Competitors of Raiku pursue a different architecture (trusted execution environments rather than a sidecar model), where they allocate a portion of liquid-staked SOL specifically to validators running its software to accelerate adoption.
Whether Raiku pursues a comparable formal mechanism or relies on the liquid-staking product alone, the underlying dynamic is the same: adoption of new validator infrastructure on Solana has historically been accelerated deliberately, through stake incentives, rather than left to occur organically.
Why the Precedent For Rapid Concentration Exists
It is worth noting that Solana validator infrastructure has, in the past, concentrated quickly once given a reason to. The Jito-Agave client came to represent more than 70% of Solana's total stake: a level of concentration around a single piece of add-on infrastructure that has no equivalent on Ethereum, where no client exceeds roughly two-thirds of the network.
This is not evidence that Raiku's Sidecar will reach comparable adoption, but it does establish that stake-weighted concentration around new validator software is achievable on Solana specifically (given sufficient economic incentive within a realistic timeframe).
Adoption is a continuous variable that determines how much confidence a given reservation actually carries. Under partial adoption, a transaction scheduled against a specific, known-participating validator carries a materially different guarantee than one scheduled against an arbitrary future slot leader drawn from the full validator set.
- For AOT, where the reservation is booked roughly 15 seconds ahead, the relevant question is the probability that the leader assigned to that future slot is running the Sidecar (a probability that rises directly with the share of stake that has adopted it).

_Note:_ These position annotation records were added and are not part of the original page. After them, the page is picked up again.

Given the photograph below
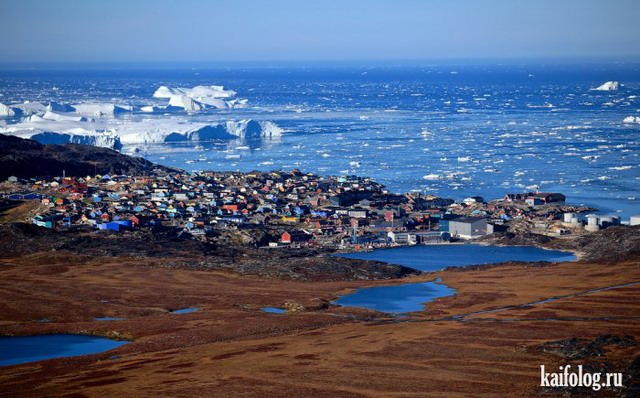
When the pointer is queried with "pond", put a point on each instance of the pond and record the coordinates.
(23, 349)
(273, 310)
(397, 299)
(185, 310)
(437, 257)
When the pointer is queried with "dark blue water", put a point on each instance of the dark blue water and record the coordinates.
(470, 129)
(437, 257)
(185, 310)
(16, 350)
(396, 299)
(274, 310)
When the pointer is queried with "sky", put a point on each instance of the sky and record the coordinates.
(201, 31)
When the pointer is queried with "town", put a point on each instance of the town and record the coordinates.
(292, 209)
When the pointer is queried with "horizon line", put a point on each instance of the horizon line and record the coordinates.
(217, 64)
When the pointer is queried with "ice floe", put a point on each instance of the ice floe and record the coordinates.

- For JIT, where the reservation must resolve within the next available slot after a trigger fires, the same dependency applies on a compressed timescale: if the next leader is not participating, the guarantee cannot be honored regardless of how well the triggering condition was specified.
What "meaningful" adoption requires is a stake-weighted share of the validator set large enough that the probability of a reservation landing on a non-participating leader becomes negligible across the specific timeframes AOT and JIT operate on.
Synthesis: Two Mechanisms, One Axis
AOT and JIT aren't two versions of the same idea, they're the two mechanisms this split requires. AOT reserves a slot against a clock, JIT reserves an outcome against a trigger. Neither substitutes for the other: an AOT reservation can't handle a liquidation, and JIT can't hold open a redemption window that hasn't arrived yet.
Both share the feature that makes them actually usable, not just theoretical: zero-cost abort. A scheduled commitment either fires as planned or cancels free if its conditions no longer hold. A reactive one either resolves against a trigger still true at execution, or cancels free if the trigger already resolved itself. Either way, this flips the open queue's problem, where every attempt costs the same whether it lands or not. Being wrong about needing a reservation costs nothing — which is what makes it worth holding as a standing position.
Traditional markets didn't fix execution uncertainty by making one shared venue faster for everyone. They split retail flow from institutional flow into separate channels. AOT and JIT are that same split, built as open protocol infrastructure instead of private deals.
A perp DEX liquidation and a prop AMM's cancel-and-replace are both reactive transactions, and both are currently defended the same way: racing the open queue, whether with priority fees or cheap compute. JIT fixes both with the same mechanism and the same zero-cost abort, even though a keeper and a market maker operate in unrelated markets.
Both mechanisms work because of the same abort property, follow the same channel-separation logic markets used decades ago, and depend on the same open question of validator adoption.